Federally Qualified Health Center mandatory funding under § 330 was extended through December 2026 through the 2026 Consolidated Appropriations Act — a short-term extension rather than a multi-year reauthorization despite the advocate push. Companion FY 2026 funding includes $350 million for the National Health Service Corps base and $225 million for Teaching Health Center Graduate Medical Education; Medicare telehealth flexibilities for FQHCs are extended through 2027. The OBBBA Medicaid changes of July 4, 2025 threaten FQHC financial stability over a multi-year horizon — Medicaid is 40% or more of FQHC revenue; community health center operating margins average below -2% with less than 90 days of cash on hand. The HRSA 340B rebate-pilot model launched January 1, 2026 concurrent with IRA Round 1; 65 of 78 active NDCs (about 85%) for 2026 IRA Round 1 drugs have lower 340B ceiling prices than the negotiated Maximum Fair Prices. PA-3's FQHC roster — Philadelphia FIGHT, Puentes de Salud, MANNA, Resources for Human Development, the Family Practice & Counseling Network — sits inside this combined federal-policy-cycle exposure.
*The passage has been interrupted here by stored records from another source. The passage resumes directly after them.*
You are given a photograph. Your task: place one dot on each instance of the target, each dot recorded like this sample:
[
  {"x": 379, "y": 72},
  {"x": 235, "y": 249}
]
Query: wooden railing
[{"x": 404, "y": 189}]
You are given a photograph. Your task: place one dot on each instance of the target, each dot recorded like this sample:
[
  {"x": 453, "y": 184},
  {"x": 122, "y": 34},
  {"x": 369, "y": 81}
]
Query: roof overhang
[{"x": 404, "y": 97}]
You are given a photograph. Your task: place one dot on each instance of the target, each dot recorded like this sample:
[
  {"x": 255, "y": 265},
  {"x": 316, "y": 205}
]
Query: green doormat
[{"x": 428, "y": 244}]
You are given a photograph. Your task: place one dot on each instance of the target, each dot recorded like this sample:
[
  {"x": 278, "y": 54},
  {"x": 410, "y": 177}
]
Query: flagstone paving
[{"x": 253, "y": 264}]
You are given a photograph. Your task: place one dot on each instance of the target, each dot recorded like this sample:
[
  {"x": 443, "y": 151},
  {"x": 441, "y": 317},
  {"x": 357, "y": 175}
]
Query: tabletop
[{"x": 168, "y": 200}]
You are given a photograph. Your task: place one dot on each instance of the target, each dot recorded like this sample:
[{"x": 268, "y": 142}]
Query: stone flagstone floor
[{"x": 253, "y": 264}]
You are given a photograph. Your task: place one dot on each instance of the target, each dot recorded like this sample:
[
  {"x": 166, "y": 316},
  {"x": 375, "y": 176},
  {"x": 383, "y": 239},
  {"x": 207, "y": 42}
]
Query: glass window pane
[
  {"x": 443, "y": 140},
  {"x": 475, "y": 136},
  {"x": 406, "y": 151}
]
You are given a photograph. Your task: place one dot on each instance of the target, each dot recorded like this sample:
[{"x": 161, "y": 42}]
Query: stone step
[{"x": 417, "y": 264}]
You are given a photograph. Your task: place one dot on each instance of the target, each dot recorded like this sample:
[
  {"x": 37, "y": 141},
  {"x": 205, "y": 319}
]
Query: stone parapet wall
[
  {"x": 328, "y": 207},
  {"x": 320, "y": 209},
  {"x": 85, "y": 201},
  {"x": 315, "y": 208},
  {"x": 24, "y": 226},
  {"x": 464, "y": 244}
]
The overdose-mortality reading is the domain's clearest substantive bright spot, and it carries an explicit demographic-disparity counterpoint the verification cycle preserved rather than smoothed. Philadelphia overdose deaths peaked at 1,376 in 2022, fell to 1,310 in 2023, fell to 1,045 in 2024 (a 20% year-on-year decline per PDPH), and tracked to 747 as of December 23, 2025 — on pace for the lowest annual count in nearly a decade. Pennsylvania statewide overdose deaths fell from 3,340 in 2024 to 2,178 in preliminary 2025 figures, a 29% decline. The likely causal drivers documented in the verification cycle include expanded long-acting buprenorphine injections, the tripling of Philadelphia buprenorphine prescribers to roughly 1,500 from 2017–2023, supply-chemistry shifts toward medetomidine-plus-xylazine that produce different overdose mechanics (less fatal, more severe withdrawal and wounds), and opioid-settlement funding for naloxone and buprenorphine. The demographic disparity is the structural counterpoint: Pew 2025 polling and prior-year disaggregation indicate the declines have been driven primarily by reductions in White overdose rates while Black rates continued rising through 2024. The aggregate decline is real; the distribution underneath it is not uniform across PA-3 neighborhoods. The bright spot and the gap inside it are simultaneously operative.